Main window, key window, front window... I'm from Carbon, help me!
Main window, key window, front window... I'm from Carbon, help me!
- Subject: Main window, key window, front window... I'm from Carbon, help me!
- From: Sailor Quasar <email@hidden>
- Date: Thu, 24 Jul 2003 12:27:43 -0400
As a relative newbie to Cocoa and an old hand at Carbon, I'm very much
used to the Carbon paradigm of window management: front window, active
window, front non-floating window, active non-floating window. In
Cocoa, things seem a bit different. There's no obvious concept of
"front" or "floating" at all that I can find. Instead we have the
"main" and "key" windows, and while it's very clear how they relate to
the responder chain, it's very UNclear how a window becomes either or
both of those.
My more specific current dilemma is this. I need to find the topmost
non-modal window, unless it's a specific window (to which I have an
NSWindow*) in which case I want the next window down. Since this window
is of an NSWindow subclass that returns NO from canBecomeMainWindow,
I've so far been using [NSApp mainWindow] with success for this (given
that I'm making specific allowances for modal windows of course). What
I want to know is: is this the best way, or am I playing with the
sacred Olympian fire which I shall be chained to the mountain for
daring to covet for the use of mere mortals?

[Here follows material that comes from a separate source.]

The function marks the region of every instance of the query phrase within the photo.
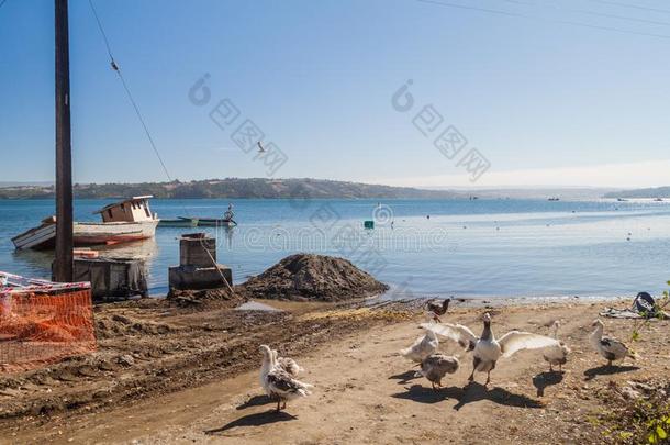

A litte deeper info: the window I want to exclude is in fact acting as
a floating window (app only, not system-wide) to which all key input
goes (I've used a bit of a hack into NSApplication and NSWindow for
this, which is a whole different thing that another thread on this list
failed to resolve satisfactorally). What I need is for a user action in
that floating window to cause a corresponding response in the
[otherwise] topmost window. The user action is an IBAction wired to the
First Responder of course, but in the case of the floating window being
key, the First Responder ends up being that window and in that case I
need to determine the next window down. It sounds simple to say that I
could just prevent said window from becoming the first responder, but
that could easily interfere with the hack I've done to handle key input
and I'm not sure how to do it anyhow. Wouldn't that interfere anyway
with proper keyboard response even if I wasn't doing any routing of key
events?
By the way, I would like to profusely thank James Quick for his
suggestion that I take a step back to examine my programming model.
Doing so has revealed several inadequacies that I have since begun to
rectify, and ultimately simplified my job by a significant amount.
-- Sailor Quasar, High Codemaster of the Web, scourge of systems
MacOS is to Windows as Terminus is to Trantor.